Department of Radiology and Nuclear Medicine, Amsterdam UMC, location University of Amsterdam, L0-148 Meibergdreef 9, 1105 AZ, Amsterdam, The Netherlands.
Department of Biomedical Engineering and Physics, Amsterdam UMC, location University of Amsterdam, Amsterdam, The Netherlands.
Sci Rep. 2022 Oct 6;12(1):16712. doi: 10.1038/s41598-022-20703-9.
Radiomics in neuroimaging uses fully automatic segmentation to delineate the anatomical areas for which radiomic features are computed. However, differences among these segmentation methods affect radiomic features to an unknown extent. A scan-rescan dataset (n = 46) of T1-weighted and diffusion tensor images was used. Subjects were split into a sleep-deprivation and a control group. Scans were segmented using four segmentation methods from which radiomic features were computed. First, we measured segmentation agreement using the Dice-coefficient. Second, robustness and reproducibility of radiomic features were measured using the intraclass correlation coefficient (ICC). Last, difference in predictive power was assessed using the Friedman-test on performance in a radiomics-based sleep deprivation classification application. Segmentation agreement was generally high (interquartile range = 0.77-0.90) and median feature robustness to segmentation method variation was higher (ICC > 0.7) than scan-rescan reproducibility (ICC 0.3-0.8). However, classification performance differed significantly among segmentation methods (p < 0.001) ranging from 77 to 84%. Accuracy was higher for more recent deep learning-based segmentation methods. Despite high agreement among segmentation methods, subtle differences significantly affected radiomic features and their predictive power. Consequently, the effect of differences in segmentation methods should be taken into account when designing and evaluating radiomics-based research methods.

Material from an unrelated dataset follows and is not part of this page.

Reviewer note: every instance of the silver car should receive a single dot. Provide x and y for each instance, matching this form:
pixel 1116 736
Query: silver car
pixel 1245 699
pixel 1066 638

神经影像学中的放射组学使用全自动分割来描绘用于计算放射组学特征的解剖区域。然而,这些分割方法之间的差异在未知程度上影响了放射组学特征。使用 T1 加权和弥散张量图像的扫描-扫描数据集(n=46)。将受试者分为睡眠剥夺组和对照组。使用四种分割方法对扫描进行分割,从这些分割方法中计算出放射组学特征。首先,我们使用 Dice 系数测量分割一致性。其次,使用组内相关系数(ICC)测量放射组学特征的稳健性和可重复性。最后,使用 Friedman 检验评估在基于放射组学的睡眠剥夺分类应用中的性能差异。分割一致性通常较高(四分位距=0.77-0.90),并且中位数特征对分割方法变化的稳健性(ICC>0.7)高于扫描-扫描可重复性(ICC 0.3-0.8)。然而,分割方法之间的分类性能差异显著(p<0.001),范围从 77%到 84%。基于深度学习的最新分割方法的准确性更高。尽管分割方法之间具有高度一致性,但细微的差异会显著影响放射组学特征及其预测能力。因此,在设计和评估基于放射组学的研究方法时,应考虑分割方法差异的影响。